Adjusting for other languages

BakerBunker / SALT

[ASRU 2023] Code of paper SALT: Distinguishable Speaker Anonymization Through Latent Space Transformation

https://bakerbunker.github.io/SALT/

15 stars 1 forks source link

Adjusting for other languages #1

Open AnnCod opened 2 months ago

AnnCod commented 2 months ago

Hi,

Do you think that this solution can be adapted easily to work on different languages than English?

BakerBunker commented 2 months ago

Hi, @AnnCod , I think it can work on non-English languages. We tested this solution on Chinese speeches before, and we got a good result, though the audio quality is not good. I supposed it could because:

The feature extractor: WavLM was trained on English corpus, and it is out of distribution when process non-English speech
The vocoder: HiFiGAN was trained on English corpus, causing the OOD issue too

If you want to get a decent audio quality, you may try to use pretrained models trained on multilingual corpus like XLS-R and then train a vocoder with your target language.

AnnCod commented 2 months ago

Thanks for the reply. Is this demo working correctly?

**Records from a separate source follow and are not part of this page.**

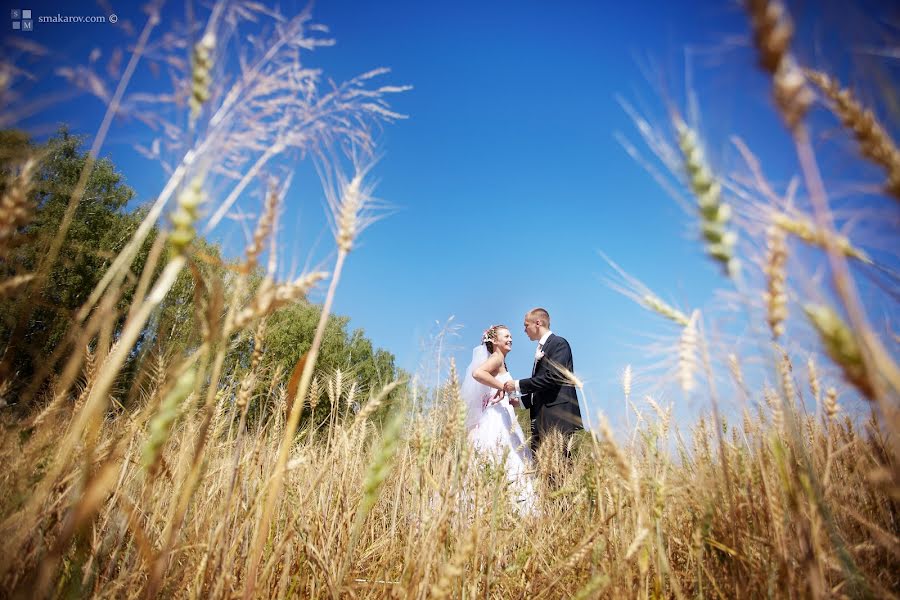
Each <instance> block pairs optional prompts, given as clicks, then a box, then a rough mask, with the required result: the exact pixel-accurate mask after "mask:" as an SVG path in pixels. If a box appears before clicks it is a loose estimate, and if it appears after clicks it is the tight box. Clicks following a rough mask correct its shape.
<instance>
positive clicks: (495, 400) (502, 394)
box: [490, 390, 506, 405]
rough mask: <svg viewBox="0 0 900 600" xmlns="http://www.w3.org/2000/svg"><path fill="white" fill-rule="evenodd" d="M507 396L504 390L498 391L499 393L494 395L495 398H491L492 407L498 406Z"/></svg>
mask: <svg viewBox="0 0 900 600" xmlns="http://www.w3.org/2000/svg"><path fill="white" fill-rule="evenodd" d="M505 395H506V393H505V392H504V391H503V390H497V393H496V394H494V397H493V398H491V402H490V404H491V405H494V404H497V403H498V402H500V401H501V400H503V396H505Z"/></svg>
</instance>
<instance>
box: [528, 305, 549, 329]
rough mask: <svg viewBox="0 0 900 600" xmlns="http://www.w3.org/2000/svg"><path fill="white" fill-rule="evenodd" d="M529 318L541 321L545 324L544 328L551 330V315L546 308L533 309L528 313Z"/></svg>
mask: <svg viewBox="0 0 900 600" xmlns="http://www.w3.org/2000/svg"><path fill="white" fill-rule="evenodd" d="M528 318H530V319H540V320H541V321H543V323H544V327H547V328H548V329H549V328H550V313H548V312H547V310H546V309H544V308H532V309H531V310H529V311H528Z"/></svg>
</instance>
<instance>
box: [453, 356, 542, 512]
mask: <svg viewBox="0 0 900 600" xmlns="http://www.w3.org/2000/svg"><path fill="white" fill-rule="evenodd" d="M477 350H478V349H477V348H476V352H477ZM484 354H485V355H486V351H485V352H484ZM484 358H485V359H486V356H485V357H484ZM479 359H480V356H478V357H476V353H473V361H472V362H473V363H475V362H477V361H478V360H479ZM480 364H481V363H480V362H479V363H478V364H477V365H472V366H470V367H469V370H468V372H467V373H466V377H468V378H472V371H473V370H474V369H473V366H474V367H476V368H477V366H478V365H480ZM497 379H498V380H499V381H500V382H501V383H505V382H507V381H511V380H512V375H510V374H509V373H500V374H499V375H497ZM472 381H474V379H472ZM467 384H468V385H467ZM496 393H497V390H495V389H493V388H490V387H488V386H486V385H483V384H480V383H478V382H474V385H473V384H469V383H468V382H465V383H464V384H463V397H464V399H465V400H466V405H467V410H468V419H467V426H468V437H469V442H470V443H471V444H472V446H473V447H474V448H475V454H476V457H477V458H479V459H481V460H488V461H491V462H493V463H494V464H497V465H499V464H503V466H504V469H505V470H506V479H507V481H508V483H509V488H510V492H511V495H512V500H513V502H514V504H515V505H516V506H517V507H518V508H519V510H520V511H521V512H525V513H528V512H531V511H532V510H533V508H534V486H533V484H532V481H531V475H530V474H529V473H528V470H529V468H530V467H531V464H532V462H533V457H532V454H531V448H529V447H528V445H527V444H526V442H525V435H524V434H523V433H522V427H521V426H520V425H519V422H518V421H517V420H516V415H515V411H514V409H513V407H512V405H510V403H509V399H508V398H506V397H504V398H503V400H501V401H499V402H497V403H495V404H491V403H490V400H491V399H493V397H494V395H495V394H496Z"/></svg>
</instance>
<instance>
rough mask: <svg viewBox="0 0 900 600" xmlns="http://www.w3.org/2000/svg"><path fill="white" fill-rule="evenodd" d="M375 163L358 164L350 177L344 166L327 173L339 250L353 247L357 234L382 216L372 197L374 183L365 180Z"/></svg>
mask: <svg viewBox="0 0 900 600" xmlns="http://www.w3.org/2000/svg"><path fill="white" fill-rule="evenodd" d="M373 166H374V163H368V164H366V165H362V166H361V165H356V172H355V173H354V175H353V177H352V178H350V179H349V180H348V179H347V177H346V176H345V175H344V173H343V172H342V171H341V170H340V169H335V170H334V173H333V174H332V173H331V172H328V171H325V172H324V174H323V179H324V180H325V184H324V187H325V197H326V200H327V201H328V208H329V214H328V217H329V220H330V221H331V224H332V228H333V232H334V238H335V241H336V242H337V245H338V250H339V251H340V252H342V253H344V254H347V253H349V252H350V251H351V250H353V244H354V242H355V241H356V238H357V236H358V235H359V234H360V233H362V231H363V230H364V229H365V228H366V227H368V226H370V225H371V224H372V223H374V222H375V221H377V220H378V215H377V214H376V212H375V209H376V208H377V207H376V205H375V199H374V198H373V197H372V192H373V191H374V186H373V185H372V184H371V183H367V182H366V181H365V178H366V175H367V174H368V172H369V170H371V168H372V167H373Z"/></svg>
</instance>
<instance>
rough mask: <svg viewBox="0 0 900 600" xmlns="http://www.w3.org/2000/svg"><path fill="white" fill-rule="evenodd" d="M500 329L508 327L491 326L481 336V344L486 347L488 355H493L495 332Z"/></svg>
mask: <svg viewBox="0 0 900 600" xmlns="http://www.w3.org/2000/svg"><path fill="white" fill-rule="evenodd" d="M501 329H509V327H507V326H506V325H491V326H490V327H488V328H487V329H485V331H484V333H483V334H482V336H481V343H482V344H484V345H485V346H487V349H488V354H493V353H494V342H496V341H497V332H498V331H499V330H501Z"/></svg>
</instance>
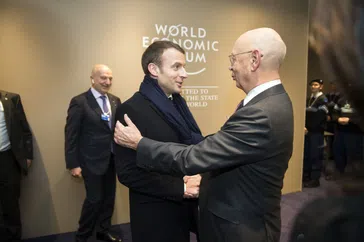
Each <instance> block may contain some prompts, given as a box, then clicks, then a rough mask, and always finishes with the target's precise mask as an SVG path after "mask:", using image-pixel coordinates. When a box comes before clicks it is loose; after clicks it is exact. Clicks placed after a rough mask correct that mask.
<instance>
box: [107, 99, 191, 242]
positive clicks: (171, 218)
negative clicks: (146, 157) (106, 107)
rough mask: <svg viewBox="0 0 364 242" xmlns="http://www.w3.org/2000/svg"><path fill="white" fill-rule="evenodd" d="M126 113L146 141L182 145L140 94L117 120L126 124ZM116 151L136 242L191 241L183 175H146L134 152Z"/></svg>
mask: <svg viewBox="0 0 364 242" xmlns="http://www.w3.org/2000/svg"><path fill="white" fill-rule="evenodd" d="M125 113H127V114H128V116H129V117H130V118H131V119H132V120H133V122H134V123H135V124H136V125H137V126H138V127H139V129H140V131H141V133H142V134H143V135H144V136H145V137H149V138H152V139H156V140H159V141H163V142H167V141H170V142H177V143H178V142H180V140H179V137H178V134H177V133H176V132H175V131H174V130H173V129H172V128H171V127H170V125H169V124H168V123H167V121H166V120H165V118H164V116H163V114H162V113H161V112H160V111H159V110H158V109H157V108H156V107H155V106H154V104H153V103H152V102H150V101H149V100H148V99H146V98H145V97H144V96H143V95H142V94H140V93H139V92H137V93H135V94H134V95H133V96H132V97H131V98H130V99H129V100H127V101H125V102H124V103H123V104H122V105H120V106H119V107H118V109H117V111H116V120H119V121H121V122H122V123H124V114H125ZM114 151H115V167H116V173H117V176H118V179H119V181H120V182H121V183H122V184H124V185H125V186H127V187H128V188H129V195H130V196H129V199H130V220H131V229H132V236H133V241H135V242H139V241H148V242H154V241H155V242H164V241H176V242H178V241H189V230H188V212H187V210H186V209H187V208H186V206H185V204H184V199H183V194H184V185H183V184H184V183H183V175H182V174H180V175H179V176H177V177H174V176H171V175H161V174H159V173H156V172H148V171H145V170H144V169H141V168H139V167H137V166H136V161H135V160H136V152H135V151H134V150H131V149H127V148H124V147H121V146H118V145H116V146H114ZM196 205H197V204H196ZM168 236H169V240H167V238H168ZM171 238H172V240H170V239H171Z"/></svg>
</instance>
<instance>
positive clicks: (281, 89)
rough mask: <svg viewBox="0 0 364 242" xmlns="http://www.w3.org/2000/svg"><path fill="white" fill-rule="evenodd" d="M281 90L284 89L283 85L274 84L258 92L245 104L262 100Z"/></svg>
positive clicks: (275, 93) (249, 105)
mask: <svg viewBox="0 0 364 242" xmlns="http://www.w3.org/2000/svg"><path fill="white" fill-rule="evenodd" d="M283 92H285V90H284V87H283V85H282V84H278V85H275V86H273V87H270V88H268V89H267V90H265V91H263V92H261V93H259V94H258V95H257V96H255V97H254V98H253V99H252V100H250V101H249V102H248V103H247V104H246V105H245V106H250V105H253V104H255V103H257V102H259V101H261V100H263V99H264V98H266V97H269V96H272V95H275V94H279V93H283ZM245 106H244V107H245Z"/></svg>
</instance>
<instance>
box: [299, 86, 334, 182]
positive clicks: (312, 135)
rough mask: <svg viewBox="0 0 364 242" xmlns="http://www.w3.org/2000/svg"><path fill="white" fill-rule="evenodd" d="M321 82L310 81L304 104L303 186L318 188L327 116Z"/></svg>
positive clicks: (325, 101) (321, 161) (320, 173)
mask: <svg viewBox="0 0 364 242" xmlns="http://www.w3.org/2000/svg"><path fill="white" fill-rule="evenodd" d="M323 84H324V82H323V80H321V79H314V80H312V81H310V83H309V85H310V87H311V95H310V97H309V98H307V102H306V122H305V146H304V158H303V186H304V187H310V188H311V187H318V186H320V180H319V179H320V176H321V169H322V160H323V151H324V131H325V124H326V120H327V115H328V112H329V110H328V107H327V98H326V96H325V95H324V94H323V93H322V92H321V90H322V88H323Z"/></svg>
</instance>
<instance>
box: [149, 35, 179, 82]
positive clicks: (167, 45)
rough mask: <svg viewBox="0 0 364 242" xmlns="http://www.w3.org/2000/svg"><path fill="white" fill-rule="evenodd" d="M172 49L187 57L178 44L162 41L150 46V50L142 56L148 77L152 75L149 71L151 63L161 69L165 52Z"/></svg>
mask: <svg viewBox="0 0 364 242" xmlns="http://www.w3.org/2000/svg"><path fill="white" fill-rule="evenodd" d="M170 48H173V49H176V50H178V51H179V52H181V53H182V54H184V55H185V51H184V49H182V48H181V46H179V45H178V44H176V43H173V42H172V41H167V40H160V41H155V42H154V43H152V44H151V45H149V46H148V48H147V49H146V50H145V51H144V53H143V56H142V68H143V71H144V74H146V75H147V74H150V72H149V70H148V65H149V64H150V63H154V64H156V65H157V66H158V67H160V66H161V64H162V60H161V58H162V55H163V53H164V51H165V50H167V49H170Z"/></svg>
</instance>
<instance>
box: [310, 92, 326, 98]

I have some errors while trying to run it on colab.

BakerBunker commented 2 months ago

Sorry, I accidentally misspelled a variable name, fixed by https://github.com/BakerBunker/SALT/commit/8060405da51996c0b8b47a5b8c2babad0838b14a

AnnCod commented 2 months ago

but there's still an error "RuntimeError: The size of tensor a (23866) must match the size of tensor b (214) at non-singleton dimension 2"

BakerBunker commented 2 months ago

I can't reproduce this error, would you consider share your colab notebook with these output?